SEATTLE, WASHINGTON - JANUARY 02: Russell Wilson #3 of the Seattle Seahawks looks on before the game against the Detroit Lions at Lumen Field on January 02, 2022 in Seattle, Washington. (Photo by Steph Chambers/Getty Images)
SEATTLE, WASHINGTON - JANUARY 02: Russell Wilson #3 of the Seattle Seahawks looks on before the game against the Detroit Lions at Lumen Field on January 02, 2022 in Seattle, Washington. (Photo by Steph Chambers/Getty Images) /

It’s never easy moving on without old friends. I contend that it may be the hardest thing about growing as a human. Now the Seahawks are moving on from Russell Wilson.

April will mark five years since my mother took her life, sending me into a three-year tailspin that changed the entire complexion and direction of my life. Nothing I’ve ever done or experienced has been more painful.

It has also been the greatest growing experience of the 25 years I’ve spent on this spinning lava rock. I’ve been forced to grow and evolve in ways I don’t think I ever would have under better circumstances. Suffering truly is the greatest teacher known to man.

I say that in order to say this — Russell Wilson being traded to the Denver Broncos is a loss most sports fans will never have to live through. The last quarterback to be traded in the middle of a Hall of Fame-worthy career was probably Warren Moon. And there will be no greater teacher, for fans, coaches, and players alike, than the fallout from this trade.

Moving on from Russell Wilson will be difficult but needed

The Seahawks now have the top-ten pick in this draft to replace the one they sent to the Jets for Jamal Adams. They also plugged a few holes they likely wouldn’t have otherwise been able to fix this offseason, adding Shelby Harris to the defensive line and Noah Fant to a tight end corps missing last season’s top two options. In addition, they recouped three more draft picks, at least two of which will fall within the top 40 picks in the next two drafts.

Is it an underwhelming return in exchange for one of the most exciting quarterbacks to ever take the field? Probably, on its face. There are certainly questions as to how Russell Wilson’s penchant for holding the ball and refusing to throw to check-down options will translate to his autumn years in the NFL. It’s also fair to question whether the Seahawks could have fashioned a team around him when his contract expires in 2024, since the QB market reset itself just hours before the trade was announced.
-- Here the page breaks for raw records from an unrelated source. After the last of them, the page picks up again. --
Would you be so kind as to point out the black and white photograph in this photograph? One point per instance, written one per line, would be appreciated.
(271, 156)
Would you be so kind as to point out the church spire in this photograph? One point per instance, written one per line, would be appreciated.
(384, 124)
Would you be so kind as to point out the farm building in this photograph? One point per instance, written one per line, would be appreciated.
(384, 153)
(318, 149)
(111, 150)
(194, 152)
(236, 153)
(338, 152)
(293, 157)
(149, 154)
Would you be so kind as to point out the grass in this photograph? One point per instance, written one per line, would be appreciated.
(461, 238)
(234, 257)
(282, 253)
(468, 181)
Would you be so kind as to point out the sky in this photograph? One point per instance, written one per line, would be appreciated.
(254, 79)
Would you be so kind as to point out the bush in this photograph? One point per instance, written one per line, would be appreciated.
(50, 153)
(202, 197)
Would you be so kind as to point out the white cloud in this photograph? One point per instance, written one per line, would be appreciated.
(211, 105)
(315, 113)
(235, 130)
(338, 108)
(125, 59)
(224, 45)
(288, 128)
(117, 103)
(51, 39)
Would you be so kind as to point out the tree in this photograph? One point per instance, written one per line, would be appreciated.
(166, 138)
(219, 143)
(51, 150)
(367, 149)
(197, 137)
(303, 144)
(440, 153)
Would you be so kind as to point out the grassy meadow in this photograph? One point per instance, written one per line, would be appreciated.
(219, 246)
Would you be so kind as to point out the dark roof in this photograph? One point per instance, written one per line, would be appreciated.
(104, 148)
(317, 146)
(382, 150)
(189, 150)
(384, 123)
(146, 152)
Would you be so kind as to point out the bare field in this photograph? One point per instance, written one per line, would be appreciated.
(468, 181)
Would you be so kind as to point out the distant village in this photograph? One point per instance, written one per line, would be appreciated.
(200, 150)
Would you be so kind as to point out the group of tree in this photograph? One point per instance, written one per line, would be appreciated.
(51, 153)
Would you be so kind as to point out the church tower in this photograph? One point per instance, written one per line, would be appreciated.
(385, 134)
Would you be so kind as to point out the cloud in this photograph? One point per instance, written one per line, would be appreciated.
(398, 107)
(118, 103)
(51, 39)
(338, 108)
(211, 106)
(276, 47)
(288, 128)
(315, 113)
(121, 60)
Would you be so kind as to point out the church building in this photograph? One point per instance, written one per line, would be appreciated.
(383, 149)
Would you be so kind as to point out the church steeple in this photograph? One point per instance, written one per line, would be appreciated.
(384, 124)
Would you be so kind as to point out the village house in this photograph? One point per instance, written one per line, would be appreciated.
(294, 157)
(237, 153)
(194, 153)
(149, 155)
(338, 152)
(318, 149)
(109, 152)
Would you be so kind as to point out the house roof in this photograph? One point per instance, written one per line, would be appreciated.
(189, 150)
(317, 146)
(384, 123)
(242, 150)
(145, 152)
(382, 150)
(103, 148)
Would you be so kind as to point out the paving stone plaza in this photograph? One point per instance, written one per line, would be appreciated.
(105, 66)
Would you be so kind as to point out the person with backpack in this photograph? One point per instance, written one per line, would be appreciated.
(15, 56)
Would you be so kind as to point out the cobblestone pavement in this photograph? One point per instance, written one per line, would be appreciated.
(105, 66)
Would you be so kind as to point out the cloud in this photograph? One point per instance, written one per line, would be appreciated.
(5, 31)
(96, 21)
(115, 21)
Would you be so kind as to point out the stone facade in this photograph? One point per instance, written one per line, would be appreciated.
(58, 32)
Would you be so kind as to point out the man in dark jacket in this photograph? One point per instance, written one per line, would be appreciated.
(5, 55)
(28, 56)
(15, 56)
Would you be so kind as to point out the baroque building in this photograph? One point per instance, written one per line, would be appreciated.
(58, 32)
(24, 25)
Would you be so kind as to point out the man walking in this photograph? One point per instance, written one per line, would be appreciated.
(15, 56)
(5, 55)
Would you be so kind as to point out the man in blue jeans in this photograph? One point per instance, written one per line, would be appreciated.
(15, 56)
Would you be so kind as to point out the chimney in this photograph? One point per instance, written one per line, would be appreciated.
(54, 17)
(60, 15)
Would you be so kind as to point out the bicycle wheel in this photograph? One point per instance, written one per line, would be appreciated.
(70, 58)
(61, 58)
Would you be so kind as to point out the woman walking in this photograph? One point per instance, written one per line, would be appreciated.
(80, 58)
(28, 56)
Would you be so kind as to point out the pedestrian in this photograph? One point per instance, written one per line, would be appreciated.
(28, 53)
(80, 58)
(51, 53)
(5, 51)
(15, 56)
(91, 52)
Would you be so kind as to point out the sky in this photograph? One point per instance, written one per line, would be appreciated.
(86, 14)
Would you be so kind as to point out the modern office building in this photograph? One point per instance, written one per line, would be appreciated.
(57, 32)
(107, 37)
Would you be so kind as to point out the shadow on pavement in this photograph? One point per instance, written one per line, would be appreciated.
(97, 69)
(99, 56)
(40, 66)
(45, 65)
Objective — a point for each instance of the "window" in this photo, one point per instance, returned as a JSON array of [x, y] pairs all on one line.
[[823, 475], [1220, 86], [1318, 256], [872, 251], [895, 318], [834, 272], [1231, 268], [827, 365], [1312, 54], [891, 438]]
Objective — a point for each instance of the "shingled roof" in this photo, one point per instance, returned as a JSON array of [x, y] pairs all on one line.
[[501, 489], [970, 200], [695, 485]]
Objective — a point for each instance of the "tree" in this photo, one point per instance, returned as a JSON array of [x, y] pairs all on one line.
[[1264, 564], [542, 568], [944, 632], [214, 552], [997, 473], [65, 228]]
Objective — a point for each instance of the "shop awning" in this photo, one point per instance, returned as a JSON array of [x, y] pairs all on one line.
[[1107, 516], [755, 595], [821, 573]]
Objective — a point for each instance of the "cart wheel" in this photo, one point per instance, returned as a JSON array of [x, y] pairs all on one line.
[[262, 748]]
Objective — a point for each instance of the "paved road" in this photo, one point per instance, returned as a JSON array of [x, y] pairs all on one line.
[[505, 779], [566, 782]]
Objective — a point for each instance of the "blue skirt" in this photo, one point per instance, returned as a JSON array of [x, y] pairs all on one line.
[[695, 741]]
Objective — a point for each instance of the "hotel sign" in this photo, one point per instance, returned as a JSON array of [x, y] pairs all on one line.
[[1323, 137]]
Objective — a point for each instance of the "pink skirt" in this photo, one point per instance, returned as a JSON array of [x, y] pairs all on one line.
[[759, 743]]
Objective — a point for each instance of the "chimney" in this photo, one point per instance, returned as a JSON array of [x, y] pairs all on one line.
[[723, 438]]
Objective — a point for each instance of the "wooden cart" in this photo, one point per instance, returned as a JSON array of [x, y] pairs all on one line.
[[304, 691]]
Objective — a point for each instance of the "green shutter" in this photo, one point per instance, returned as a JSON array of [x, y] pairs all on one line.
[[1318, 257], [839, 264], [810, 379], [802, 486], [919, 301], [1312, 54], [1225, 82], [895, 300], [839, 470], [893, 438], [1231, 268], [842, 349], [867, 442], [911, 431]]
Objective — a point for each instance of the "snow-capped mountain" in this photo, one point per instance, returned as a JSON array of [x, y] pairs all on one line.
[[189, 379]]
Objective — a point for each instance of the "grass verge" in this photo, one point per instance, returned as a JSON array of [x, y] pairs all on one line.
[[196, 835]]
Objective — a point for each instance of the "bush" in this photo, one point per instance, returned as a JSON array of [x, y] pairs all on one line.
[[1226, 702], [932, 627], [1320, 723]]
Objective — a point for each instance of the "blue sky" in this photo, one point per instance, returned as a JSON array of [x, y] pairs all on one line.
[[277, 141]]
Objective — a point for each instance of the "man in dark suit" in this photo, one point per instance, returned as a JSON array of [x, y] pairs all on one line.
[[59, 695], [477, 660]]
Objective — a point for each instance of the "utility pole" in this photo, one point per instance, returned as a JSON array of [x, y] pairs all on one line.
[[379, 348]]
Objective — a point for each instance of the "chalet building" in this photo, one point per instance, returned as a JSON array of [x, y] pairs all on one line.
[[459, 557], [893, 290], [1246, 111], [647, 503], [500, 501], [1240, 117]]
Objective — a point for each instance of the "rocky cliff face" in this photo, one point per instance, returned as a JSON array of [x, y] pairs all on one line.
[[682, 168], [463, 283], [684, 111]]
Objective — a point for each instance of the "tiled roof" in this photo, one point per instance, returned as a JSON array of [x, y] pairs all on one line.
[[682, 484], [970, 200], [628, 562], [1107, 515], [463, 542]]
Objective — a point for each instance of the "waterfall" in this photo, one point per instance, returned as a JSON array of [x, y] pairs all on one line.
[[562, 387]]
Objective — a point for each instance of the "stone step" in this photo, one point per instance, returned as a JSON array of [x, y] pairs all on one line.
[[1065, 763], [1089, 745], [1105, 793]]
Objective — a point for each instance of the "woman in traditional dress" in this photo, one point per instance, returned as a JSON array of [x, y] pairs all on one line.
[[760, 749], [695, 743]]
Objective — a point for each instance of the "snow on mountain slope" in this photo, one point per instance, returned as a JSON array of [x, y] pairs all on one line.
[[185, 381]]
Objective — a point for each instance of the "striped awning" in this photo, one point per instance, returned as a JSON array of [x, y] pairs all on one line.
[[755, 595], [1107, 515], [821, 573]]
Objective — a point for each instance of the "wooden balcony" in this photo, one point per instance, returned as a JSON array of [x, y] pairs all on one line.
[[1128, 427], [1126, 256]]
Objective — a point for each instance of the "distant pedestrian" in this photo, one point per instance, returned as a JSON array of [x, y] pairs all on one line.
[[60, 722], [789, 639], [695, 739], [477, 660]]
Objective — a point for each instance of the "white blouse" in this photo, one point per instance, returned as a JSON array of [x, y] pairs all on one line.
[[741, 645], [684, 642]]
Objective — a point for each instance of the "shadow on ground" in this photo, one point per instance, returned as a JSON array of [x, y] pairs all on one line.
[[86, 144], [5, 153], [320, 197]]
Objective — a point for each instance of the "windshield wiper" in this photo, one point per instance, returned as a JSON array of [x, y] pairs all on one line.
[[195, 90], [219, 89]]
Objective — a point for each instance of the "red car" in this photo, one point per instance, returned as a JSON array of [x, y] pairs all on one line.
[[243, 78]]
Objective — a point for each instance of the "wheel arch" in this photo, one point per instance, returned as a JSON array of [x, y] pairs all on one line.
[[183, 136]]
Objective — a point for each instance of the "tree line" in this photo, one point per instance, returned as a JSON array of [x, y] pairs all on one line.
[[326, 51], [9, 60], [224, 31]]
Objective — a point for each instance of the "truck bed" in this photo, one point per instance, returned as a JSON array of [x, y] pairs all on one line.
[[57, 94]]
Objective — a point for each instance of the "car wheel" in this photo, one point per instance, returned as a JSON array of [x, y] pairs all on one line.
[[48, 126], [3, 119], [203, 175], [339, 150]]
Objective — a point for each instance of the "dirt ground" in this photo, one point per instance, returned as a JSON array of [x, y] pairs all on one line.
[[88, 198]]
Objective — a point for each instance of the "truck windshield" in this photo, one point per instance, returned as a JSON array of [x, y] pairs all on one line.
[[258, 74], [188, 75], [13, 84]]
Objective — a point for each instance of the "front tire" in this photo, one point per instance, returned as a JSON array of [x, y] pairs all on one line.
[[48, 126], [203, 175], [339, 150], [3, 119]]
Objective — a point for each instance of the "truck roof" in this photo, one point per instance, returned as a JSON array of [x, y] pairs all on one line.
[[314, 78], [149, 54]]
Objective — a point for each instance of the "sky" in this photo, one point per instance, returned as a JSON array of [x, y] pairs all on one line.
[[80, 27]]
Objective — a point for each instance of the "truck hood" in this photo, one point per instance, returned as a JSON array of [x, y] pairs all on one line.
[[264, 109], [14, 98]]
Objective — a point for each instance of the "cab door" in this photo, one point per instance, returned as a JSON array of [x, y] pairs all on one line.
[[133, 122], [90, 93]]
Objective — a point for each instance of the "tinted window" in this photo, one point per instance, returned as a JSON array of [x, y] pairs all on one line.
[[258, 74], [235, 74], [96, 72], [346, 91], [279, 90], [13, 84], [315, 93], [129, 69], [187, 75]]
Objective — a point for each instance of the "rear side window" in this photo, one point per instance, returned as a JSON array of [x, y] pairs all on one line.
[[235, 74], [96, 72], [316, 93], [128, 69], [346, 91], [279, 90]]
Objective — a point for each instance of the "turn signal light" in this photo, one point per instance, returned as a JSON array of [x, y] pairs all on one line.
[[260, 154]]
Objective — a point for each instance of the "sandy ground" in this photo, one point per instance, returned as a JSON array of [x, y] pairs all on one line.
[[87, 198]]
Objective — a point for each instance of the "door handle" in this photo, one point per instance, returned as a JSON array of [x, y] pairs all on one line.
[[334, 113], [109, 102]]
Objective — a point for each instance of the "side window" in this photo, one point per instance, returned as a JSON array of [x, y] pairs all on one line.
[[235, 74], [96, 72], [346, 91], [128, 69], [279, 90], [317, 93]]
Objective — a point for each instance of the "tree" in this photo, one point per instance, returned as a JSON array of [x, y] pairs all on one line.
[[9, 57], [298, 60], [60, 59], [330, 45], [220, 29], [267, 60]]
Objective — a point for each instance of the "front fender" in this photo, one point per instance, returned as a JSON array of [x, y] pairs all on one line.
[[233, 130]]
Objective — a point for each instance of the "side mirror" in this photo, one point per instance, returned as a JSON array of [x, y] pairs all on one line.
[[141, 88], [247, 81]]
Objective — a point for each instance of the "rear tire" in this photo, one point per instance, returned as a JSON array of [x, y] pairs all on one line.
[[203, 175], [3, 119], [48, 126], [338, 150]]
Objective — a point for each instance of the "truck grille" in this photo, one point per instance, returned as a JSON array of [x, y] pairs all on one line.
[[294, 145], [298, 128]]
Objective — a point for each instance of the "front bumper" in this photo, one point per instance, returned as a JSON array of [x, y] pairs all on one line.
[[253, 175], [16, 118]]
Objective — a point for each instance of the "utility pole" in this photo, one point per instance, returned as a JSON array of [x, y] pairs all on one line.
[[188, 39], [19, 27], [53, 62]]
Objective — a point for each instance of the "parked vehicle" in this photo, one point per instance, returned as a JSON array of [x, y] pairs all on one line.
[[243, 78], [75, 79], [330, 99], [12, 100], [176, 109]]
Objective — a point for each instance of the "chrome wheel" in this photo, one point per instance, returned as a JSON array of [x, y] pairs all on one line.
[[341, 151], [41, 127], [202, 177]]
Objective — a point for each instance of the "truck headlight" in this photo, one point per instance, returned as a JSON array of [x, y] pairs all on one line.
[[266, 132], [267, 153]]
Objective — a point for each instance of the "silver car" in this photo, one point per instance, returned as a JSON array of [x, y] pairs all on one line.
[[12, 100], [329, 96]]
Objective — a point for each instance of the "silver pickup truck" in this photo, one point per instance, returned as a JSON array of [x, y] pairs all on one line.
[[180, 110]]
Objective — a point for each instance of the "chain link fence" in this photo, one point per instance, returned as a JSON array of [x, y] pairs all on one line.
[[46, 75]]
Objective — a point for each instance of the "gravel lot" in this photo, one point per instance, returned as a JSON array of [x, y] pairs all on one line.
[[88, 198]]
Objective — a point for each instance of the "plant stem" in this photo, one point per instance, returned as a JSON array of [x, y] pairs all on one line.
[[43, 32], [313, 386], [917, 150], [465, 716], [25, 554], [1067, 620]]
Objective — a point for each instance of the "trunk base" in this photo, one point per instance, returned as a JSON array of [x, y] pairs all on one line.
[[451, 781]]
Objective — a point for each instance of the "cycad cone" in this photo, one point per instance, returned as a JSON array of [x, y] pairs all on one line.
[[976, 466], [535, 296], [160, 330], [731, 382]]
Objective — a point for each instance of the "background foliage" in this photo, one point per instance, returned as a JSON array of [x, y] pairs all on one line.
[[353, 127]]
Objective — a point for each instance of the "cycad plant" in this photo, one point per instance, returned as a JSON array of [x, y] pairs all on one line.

All that said, Russell Wilson was the glue that held the Seahawks’ amalgam of weapons, oddities, and cast-offs together. Oftentimes, it seemed as though Wilson held the entire fate of the Seahawks in his hands. Pete Carroll and Shane Waldron will have to find new ways to keep the ball moving. Carroll, in particular, will have to prove he is willing to adapt and evolve on offense, in addition to the comments he made regarding the defense.

For longtime Seahawks fans, at the very least, this marks a return to the expectations of Carroll’s early years with the Seahawks, in which the roster had eroded over years of aging players, increased payrolls, and shoddy coaching. Last year’s 7-10 finish will now likely be an optimistic projection, and the season will be more about development and searching for breakout stars than firm competition, especially in a division as competitive as the NFC West.

For Seahawks fans brought in by the success of the current regime, this will likely be a new experience. Russell Wilson is, after all, the best quarterback the Seahawks have ever had, and no one else even comes close. As a lifelong Seattle Mariners fan who is too young to remember the last Mariners playoff game he has seen, my best advice to you is this — rooting for a team with no expectation of being good is frustrating, but it is also a liberating experience. Cheering for a team without the pressure of success allows us as fans to appreciate the little things about the players and teams we root for.

Make no mistake, though — these next few years will probably be tough sledding for the Seahawks. The celebrations will be minor, and the heartbreak will be devastating, far more often than we Seahawks fans are accustomed to. The end of an era does not make this the end of the story, though. The Seahawks still have talent at a few positions, lots of draft capital to build youth and depth with, and an armored truck full of cash to play with over the next few years. They’ll find their way back to the playoffs in due time.

Next. 3 positives from the Seahawks trading Russell Wilson. dark

And so long as they grow from this experience, the Seahawks will be a better team for having gone through it.